What are the flaws in the theory? – Starting around January 2007, food price increases occurred seemingly in tandem with advancing corn prices and growth in U.S. ethanol production. The concurrence of these events led to speculation that increased ethanol and biofuel production was a major driving factor in higher corn and feedstock prices, and in turn, higher food prices. While the case can be made that expanded ethanol and biofuel production is a minor factor in increased spending on food, additional food spending increases were more than offset by savings resulting from the inclusion of more biofuel in the U.S. fuel supply.
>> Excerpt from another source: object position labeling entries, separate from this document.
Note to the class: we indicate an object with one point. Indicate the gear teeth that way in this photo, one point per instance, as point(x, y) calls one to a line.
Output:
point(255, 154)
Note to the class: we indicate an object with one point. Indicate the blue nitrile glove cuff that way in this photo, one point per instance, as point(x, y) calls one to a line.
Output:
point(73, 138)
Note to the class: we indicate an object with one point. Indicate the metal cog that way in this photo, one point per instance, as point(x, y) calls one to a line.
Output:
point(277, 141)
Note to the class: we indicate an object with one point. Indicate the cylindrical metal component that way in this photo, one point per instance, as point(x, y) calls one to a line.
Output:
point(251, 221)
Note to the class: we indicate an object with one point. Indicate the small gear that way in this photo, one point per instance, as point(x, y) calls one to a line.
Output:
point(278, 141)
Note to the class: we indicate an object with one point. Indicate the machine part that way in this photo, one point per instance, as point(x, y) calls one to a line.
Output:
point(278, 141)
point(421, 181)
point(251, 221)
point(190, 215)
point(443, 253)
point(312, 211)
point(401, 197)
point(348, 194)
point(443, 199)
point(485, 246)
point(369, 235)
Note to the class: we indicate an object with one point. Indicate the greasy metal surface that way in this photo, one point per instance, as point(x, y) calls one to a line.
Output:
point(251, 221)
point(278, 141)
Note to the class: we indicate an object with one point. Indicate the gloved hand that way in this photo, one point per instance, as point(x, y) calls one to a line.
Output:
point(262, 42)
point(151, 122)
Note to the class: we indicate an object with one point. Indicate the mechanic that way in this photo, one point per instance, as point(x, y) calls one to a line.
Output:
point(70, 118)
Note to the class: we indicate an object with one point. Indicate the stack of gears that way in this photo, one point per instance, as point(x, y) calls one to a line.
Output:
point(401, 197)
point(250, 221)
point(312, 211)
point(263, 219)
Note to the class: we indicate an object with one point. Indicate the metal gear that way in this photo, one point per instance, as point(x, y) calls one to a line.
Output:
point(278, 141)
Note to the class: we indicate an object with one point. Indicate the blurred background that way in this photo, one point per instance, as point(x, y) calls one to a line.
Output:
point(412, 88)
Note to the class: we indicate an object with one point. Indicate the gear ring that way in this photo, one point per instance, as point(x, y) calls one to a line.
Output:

John M. Urbanchuk Director, LECG LLC – According to his analysis of food, energy and corn prices, “rising energy prices had a more significant impact on food prices than did corn.” In fact, the report notes rising energy prices have twice the impact on the Consumer Price Index (CPI) for food than does the price of corn. LECG LLC Food Price Analysis

Grocery Manufacturers of America – A coalition of industrial food producers and other special interest groups that launched a campaign to discredit the biofuels industry in the eyes of the public and policymakers. The effort, spearheaded by the Grocery Manufacturers Association, and a media campaign proposed by Glover Park Group was made public by U.S. Sen. Chuck Grassley, R-Iowa. The GMA represents more than 300 food, beverage and consumer household goods companies in the United States. Other groups backing the effort included the American Bakers Association, the American Meat Institute, Environmental Working Group, the National Cattlemen’s Beef Association, the National Chicken Council, the National Council of Chain Restaurants, the National Pork Producers Council, and the Snack Food Association, among others.

Six U.S. senators held a press conference in Washington D.C., on May 22 to combat the disinformation campaign: Sens. Grassley; Kit Bond, R-Mo.; Byron Dorgan, D-N.D.; John Thune, R- S.D.; Ben Nelson, D-Neb.; and Ken Salazar, D-Colo. “The Grocery Manufacturers Association has an obvious self-interest in launching this campaign,” Grassley said. “They need to blame someone for high grocery bills, but they’ve aimed their fire at a false target.” Grassley later requested a meeting with 15 chief executive officers of GMA member-companies but subsequently canceled the meeting when only one CEO was willing to defend the group’s actions.